Monday, January 01, 2007

Can You Spot The Scoring Line?

O'Neil - Sundin - Steen
Tucker - Stajan - Kilger
Battaglia - Pohl - Devereaux
Ondrus - Newbury - Belak

Can you spot the scoring line? Don't worry, we had the same problem.

The Maple Leafs have hit their second stretch of major injuries, and so far, they aren't handling it very well. The first time around, at the beginning of the season the injuries all came on defense. Ian White (who impressed enough to stay with the big boys) and Brendan Bell were the minor league call ups, and Wade Belak found himself skating backwards again. The Leafs jumped that hurdle handily, relying on lots of goals and stable goaltending.

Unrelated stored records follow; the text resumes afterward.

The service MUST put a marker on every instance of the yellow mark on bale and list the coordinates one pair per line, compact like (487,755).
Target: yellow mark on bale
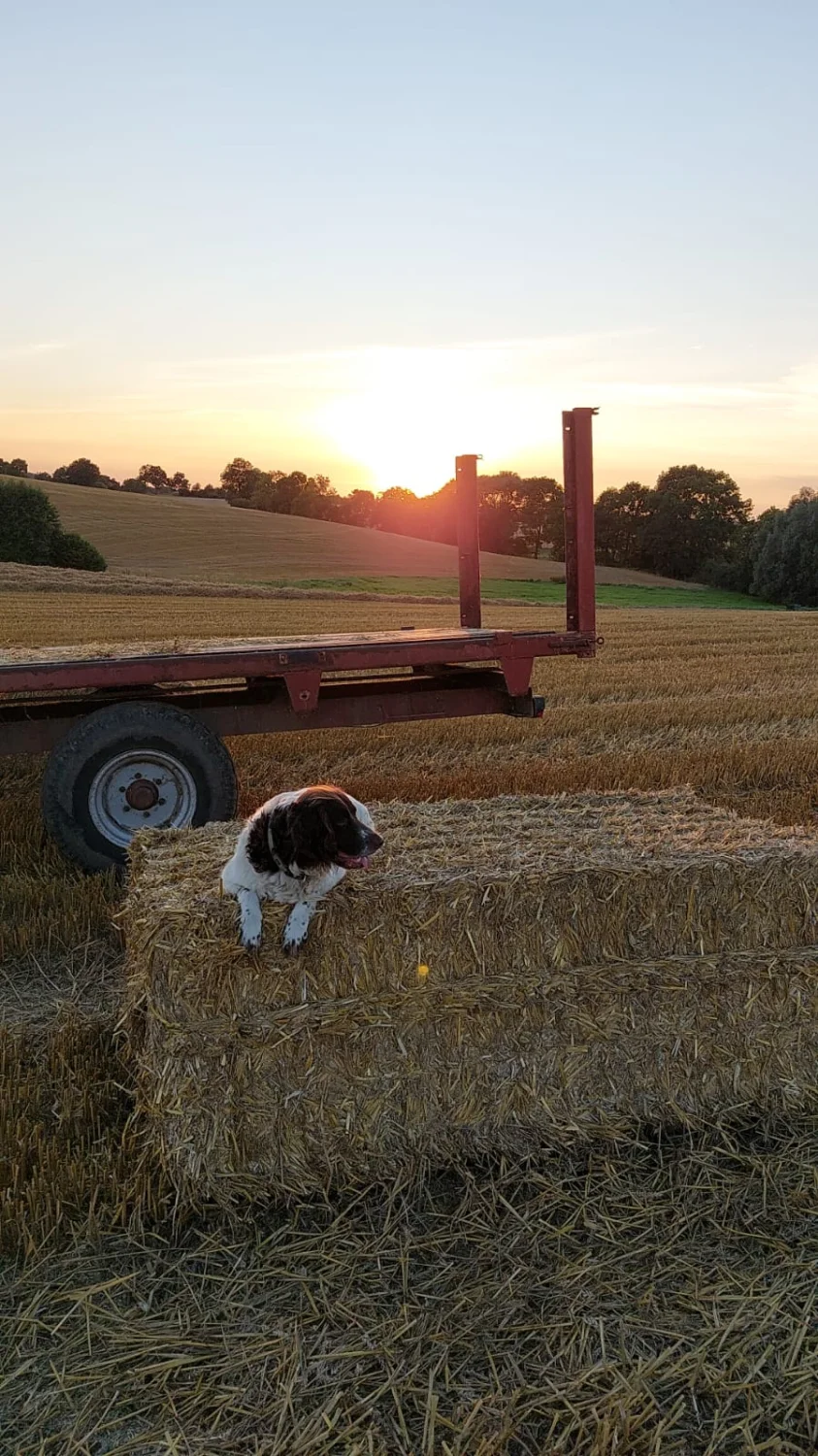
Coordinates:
(640,957)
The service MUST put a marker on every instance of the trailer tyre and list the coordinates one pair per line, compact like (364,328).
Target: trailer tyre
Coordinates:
(127,768)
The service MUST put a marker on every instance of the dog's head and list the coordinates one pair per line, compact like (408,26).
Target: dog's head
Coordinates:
(319,829)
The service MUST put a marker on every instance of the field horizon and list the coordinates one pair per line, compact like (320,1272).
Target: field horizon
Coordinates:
(177,536)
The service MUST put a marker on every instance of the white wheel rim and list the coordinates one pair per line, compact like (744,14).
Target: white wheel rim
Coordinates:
(142,789)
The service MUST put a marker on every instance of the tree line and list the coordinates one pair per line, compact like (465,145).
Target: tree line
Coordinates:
(696,526)
(150,480)
(693,524)
(520,517)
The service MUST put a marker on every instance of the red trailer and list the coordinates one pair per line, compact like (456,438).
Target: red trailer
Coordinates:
(137,739)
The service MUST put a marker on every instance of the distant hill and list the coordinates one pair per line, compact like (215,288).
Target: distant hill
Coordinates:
(178,538)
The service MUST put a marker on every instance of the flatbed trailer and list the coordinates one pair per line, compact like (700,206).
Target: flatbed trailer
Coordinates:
(136,737)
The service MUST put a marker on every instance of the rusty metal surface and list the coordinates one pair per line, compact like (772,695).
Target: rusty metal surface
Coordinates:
(468,541)
(579,556)
(35,727)
(376,651)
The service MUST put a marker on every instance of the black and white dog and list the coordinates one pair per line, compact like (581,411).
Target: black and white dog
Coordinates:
(294,849)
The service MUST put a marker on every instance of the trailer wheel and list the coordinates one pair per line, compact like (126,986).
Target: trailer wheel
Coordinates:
(127,768)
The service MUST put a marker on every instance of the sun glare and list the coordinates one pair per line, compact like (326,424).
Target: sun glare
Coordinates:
(409,413)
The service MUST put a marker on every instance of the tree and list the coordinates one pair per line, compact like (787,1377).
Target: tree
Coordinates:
(17,468)
(153,477)
(541,517)
(31,532)
(395,510)
(358,509)
(241,480)
(620,518)
(73,550)
(28,524)
(695,515)
(81,472)
(786,555)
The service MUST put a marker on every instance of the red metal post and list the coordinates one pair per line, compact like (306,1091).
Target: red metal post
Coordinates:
(579,577)
(468,541)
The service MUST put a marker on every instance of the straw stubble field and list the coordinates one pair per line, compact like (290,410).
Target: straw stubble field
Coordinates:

Fast-forward. The injuries have started piling up again, this time among the forwards. It started with Nik Antropov, but that wasn't news, because hell, that guy's always injured. Then, in the same game even, Kyle Wellwood and Alexei Ponikarvovsky, as crucial to Toronto's game as viagra is to Chris Chelios' (that came off harsh. We've got nothing against the NHL's reigning octogenarian), were both injured. Not to be outdone, Mike Peca, went out and showed the kids how to really get injured, breaking his tibia. His freaking tibia. That's one of them season ending injuries, for those without the advanced degree in human anatomy and sports physiology.

So, the Leafs are down four of their key cogs. Poni and Wellwood are still anywhere from a couple weeks to tomorrow away from being ready, and Antropov, who knows with that guy. The Peca injury is the worst though, obviously. Signed in the off-season, more for his inspiring playoff run with the Oilers and his ace leadership qualities than his 23 points, Peca was one of the cornerstones of this team. And now he's not.

This leaves some gaping holes in important spots. The top line is currently made up of Mats Sundin (who is probably going to carry this team into the playoffs or literally die trying - seventeen points in his last eleven games), Jeff O'Neill (who may share the same name with the guy who scored 40 for Carolina a few years back, but little else - ten in his last ten) and Alex Steen (whose three goals over his last nine games is a major improvement over one goal through his first thirty). Not a line that exactly inspires confidence.

Here's the line we've fallen in love with, though. We call it the Second Chance line. Bates Battaglia (the technical term for Battaglia's job here is "nepotism", but we love the guy anyway), Johnny Pohl (this is still his first chance actually, but he's making the most of it - seven in his last eight) and guess who, Boyd Devereaux. Signed to one of those AHL contracts in the offseason, Devereaux has finally worked his way back into the NHL with Toronto, and he's made the best of it too - he has three points in his three games back in the bigs.

So what the Leafs now lack in skill and goal scoring, they make up for in grit and chutzpah (see last night's checking line of Belak, Ondrus, and Newbury, which actually scraped together a goal. Don't worry, in true checking line fashion, it trickled over the line).

Speaking of grit, the Leafs ground the Boston Bruins into the ground last night, 5-1. You can imagine the Leafs will be happy about that one, since a) this depleted roster has been a little starved for wins lately, and b) the Bruins have summarily kicked the shit out of Toronto all season. To see one go the other way was just a little nice. It helped that the Bruins played to lose, and that the Leafs cut down on the sloppy play that had been costing them recent games, and that Sundin continues to do most of the Leafs' goalscoring (and continues to ensure that no Leaf ever wears 13 again).

Because the NHL schedulers think they are funny, Toronto plays Boston again on Thursday. Believe it or not, it is possible to see too much of the B's, especially when they have this bad habit of winning against Toronto.